Longer hyper-local days on market show activity is slowing. Today’s MLS and aggregator sites make it easy to search Zip codes and hyper-local communities and neighborhoods by sales and pending sales. If you subscribe to market data information from your MLS or vendors like CoreLogic or RBI, you can search by community or Zip Code to find current days on market and months’ supply data. These data will vary by the season, so month-to-month comparisons may be misleading. Get a year over year comparison by looking up days on market and months’ supply data from a year ago to determine how your market looks. If houses are taking longer to sell or if the months’ supply is larger than it was last year, those are signs that demand is not keeping up with supply and sales may be weakening and you might experience fewer sales than they were a year ago.
Sale-to-list price ratios can be a tip-off.. When homes end up closing below their list prices, sellers are getting less than they hoped for their homes. Either they are settling for offers below their list prices or buyers are successfully negotiating lower prices, which reflects diminished seller confidence due to flagging demand. Market reports from RBI, CoreLogic and other vendors provide sales-to-list ratios by county, city, Zip code even community or neighborhood. Many buyers price their homes above market price in hopes of getting a windfall or strengthening their market position when negotiating with buyers. A list to price ratio of 96 percent or above, therefore, is a not a cause for concern and may be a sign that demand is strong. However, when sales to list ratios fall into the low 90s or 80s and should decline continues for a month or more, you probably see an early sign that demand is waning and sales will falter when sellers resist the pressure to cut prices.
Buyer traffic creates buzz. The rise and fall of buyer interest in a local market or hyper-local market can be detected in several non-scientific ways that can give you a “feel” for what’s happening. In recent years, researchers at the National Association Realtors have experimented with lockbox data that records home showings. NAR also publishes a Traffic Index within its monthly Realtors Confidence Index report that gives a feel for buyer and seller traffic based on reports from Realtors participating in a monthly survey. I’m not aware of any MLS or local lockbox data from Supra or Sentrilock, but if local market data on showings could be aggregated and released at the local level, it would be a very helpful indicator. If you work in a large brokerage or network with other agents, you can take the temperature of local buyer traffics by keeping track of open houses and showings.

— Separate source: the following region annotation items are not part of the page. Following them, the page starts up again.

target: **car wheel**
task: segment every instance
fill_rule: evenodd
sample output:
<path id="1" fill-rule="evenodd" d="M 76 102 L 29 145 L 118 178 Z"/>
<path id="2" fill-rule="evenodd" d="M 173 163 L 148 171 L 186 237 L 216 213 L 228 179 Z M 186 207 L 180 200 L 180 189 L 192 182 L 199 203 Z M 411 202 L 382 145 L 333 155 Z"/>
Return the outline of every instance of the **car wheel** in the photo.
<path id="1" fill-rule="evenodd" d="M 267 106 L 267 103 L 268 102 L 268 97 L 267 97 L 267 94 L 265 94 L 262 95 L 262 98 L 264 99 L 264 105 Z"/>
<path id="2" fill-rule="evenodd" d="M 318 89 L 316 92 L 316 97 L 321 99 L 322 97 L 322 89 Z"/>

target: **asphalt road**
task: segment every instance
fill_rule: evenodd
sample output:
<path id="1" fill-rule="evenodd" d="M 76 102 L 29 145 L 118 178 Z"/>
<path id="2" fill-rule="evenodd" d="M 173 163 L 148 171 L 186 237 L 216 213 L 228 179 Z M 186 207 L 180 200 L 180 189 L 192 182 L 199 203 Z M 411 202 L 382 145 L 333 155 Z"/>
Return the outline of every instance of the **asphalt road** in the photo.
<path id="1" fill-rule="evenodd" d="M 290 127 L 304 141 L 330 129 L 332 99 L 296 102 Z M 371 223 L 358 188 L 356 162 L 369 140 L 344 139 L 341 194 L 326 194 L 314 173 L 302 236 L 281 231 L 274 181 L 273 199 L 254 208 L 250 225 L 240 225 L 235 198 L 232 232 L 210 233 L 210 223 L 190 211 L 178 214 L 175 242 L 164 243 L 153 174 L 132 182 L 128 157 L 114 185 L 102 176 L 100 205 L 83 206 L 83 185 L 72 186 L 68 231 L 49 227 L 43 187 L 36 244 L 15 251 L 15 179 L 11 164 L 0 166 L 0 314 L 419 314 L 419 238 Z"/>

Price reductions are hard evidence. Every local market has a few sellers who get a little greedy and price their homes to far above market expectations. When they cut the price 5 percent, they are simply facing reality. When owners whose prices are close to market price medians start reducing prices, however, something serious is going on. Sales usually fall before widespread price cutting occurs, so price cutting is not an early indicator but a final confirmation that demand is not strong enough to maintain current price levels and sale will suffer until price corrections occur.